A Kiss Of Chaos (2009/Maya DVD) + Shake Hands With The Devil (2007/E1 DVD)

 

Picture: C+/C     Sound: C+     Extras: C-/C+     Films: B-/C

 

 

Sometimes a fictional film turns out to have more edge than a similar project based on a serious real life event.  It does not happen often, especially these days, but it can.

 

Ricardo Sean Thompson’s A Kiss Of Chaos (2009) starts out like many of the lame gangster films we’ve seen today, with tough talk, gunplay, a deadly situation caused by involvement in shady business and you know someone will die.  However, the writer/director has us quickly move into the thick of the story showing us that something much more is going on.  You have a subtle betrayal decision that puts a large bag of cocaine on the streets, a female artist who is dealing with her ugly family past (plus its current family repercussions and her private sexual relationships), you have others anxious & desperate to cash in on any opportunity whatsoever, then there are the owners of that narcotic package who want either the package or its cash equivalent… or both.

 

Though the drugs may be a MacGuffin, the point is it also serves as an excuse to be a character study of these people, their surroundings and things that becomes so realistically cold and cynical that this is one of the rare works of late that actually achieves true Film Noir territory versus the hundreds of posers and imitators we have had to suffer through in recent years.  Judy Marte, Manny Perez and Adam Rodriguez (in what he knowns is a scene-stealing role) head a cast of very good actors in one of the few good Gangster tales in post-The Sopranos era.  It may have some inconsistencies, some digital work does not work and we have seen some things here before, but it is one of the only such works of late to seem of its time and era without being a silly copy of endless clichés.

 

Thompson wrote and directed this work and may be one of the few next really promising directors out there in what has become a vast wasteland of wanna bees and phonies.  I hope he gets to make another film.

 

Roger Spottiswoode’s Shake Hands With The Devil, a 2007 effort that wants to tell us about a solider (Roy Dupris) fighting for survival against the same forces that responsible for genocide in Rwanda, sadly lands up being all over the place and despite being based on a book, I thought the script (based on the book by Lt.
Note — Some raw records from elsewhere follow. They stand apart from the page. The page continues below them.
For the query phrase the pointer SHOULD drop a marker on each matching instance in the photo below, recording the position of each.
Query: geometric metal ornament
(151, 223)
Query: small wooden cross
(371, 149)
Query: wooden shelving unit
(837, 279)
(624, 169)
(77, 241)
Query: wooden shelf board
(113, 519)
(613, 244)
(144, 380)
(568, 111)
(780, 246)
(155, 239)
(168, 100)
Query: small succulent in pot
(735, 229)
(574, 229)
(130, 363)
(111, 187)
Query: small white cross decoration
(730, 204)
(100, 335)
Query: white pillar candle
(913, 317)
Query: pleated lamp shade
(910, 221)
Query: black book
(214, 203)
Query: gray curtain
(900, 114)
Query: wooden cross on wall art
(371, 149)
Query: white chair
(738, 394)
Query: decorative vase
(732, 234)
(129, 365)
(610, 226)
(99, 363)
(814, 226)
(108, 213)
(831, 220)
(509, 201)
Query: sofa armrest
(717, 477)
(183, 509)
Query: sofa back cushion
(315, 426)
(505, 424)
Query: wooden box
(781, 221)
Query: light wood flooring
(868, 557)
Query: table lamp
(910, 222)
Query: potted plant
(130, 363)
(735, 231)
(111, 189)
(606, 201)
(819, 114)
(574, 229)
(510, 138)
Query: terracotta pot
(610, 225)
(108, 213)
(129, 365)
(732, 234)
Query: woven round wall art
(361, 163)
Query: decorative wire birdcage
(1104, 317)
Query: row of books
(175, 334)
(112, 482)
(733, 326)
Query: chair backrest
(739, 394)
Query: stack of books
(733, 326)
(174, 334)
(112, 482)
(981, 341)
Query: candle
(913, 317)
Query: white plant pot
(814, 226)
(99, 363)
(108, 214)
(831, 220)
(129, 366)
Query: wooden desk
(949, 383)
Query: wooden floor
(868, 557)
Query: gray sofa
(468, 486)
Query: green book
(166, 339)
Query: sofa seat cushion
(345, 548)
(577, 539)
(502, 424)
Roméo Ballaire, who Dupris plays) did not go all the way or beyond the confines of a very sadly predictable path of his story.

 

Working for the U.N., on behalf of his home country of Canada, he becomes a lone voice trying to go beyond the peacekeeping mandate in the country because the genocidal situation is so bad that he rightly believes it is insufficient to stop much worse form happening.  Though the acting is good and intent is sincere, the film is not much above a telefilm and feels late versus the likes of Hotel Rwanda, but it is at least a record if the truth.  The cast is good including mostly unknown actors here and the interesting Deborah Kara Unger.  At least it is an ambitious work.

 

The anamorphically enhanced 2.35 X 1 image on both features have their issues, both on the soft side, but Devil has larger issues with less detail and consistency throughout.  Chaos has some good shots and has a smart use of color that seems to be too rare these days.  The Dolby Digital 5.1 mixes on each also are really pushing the dialogue-based films which are more than simple stereo at best, though Chaos has more of a soundfield because it has good ideas about ambience in its soundmix.

 

Extras on Devil include a feature length audio commentary track with Spottiswoode & Ballaire, second with the other filmmakers and a Making Of featurette, while Chaos only has some trailers when it deserves much more.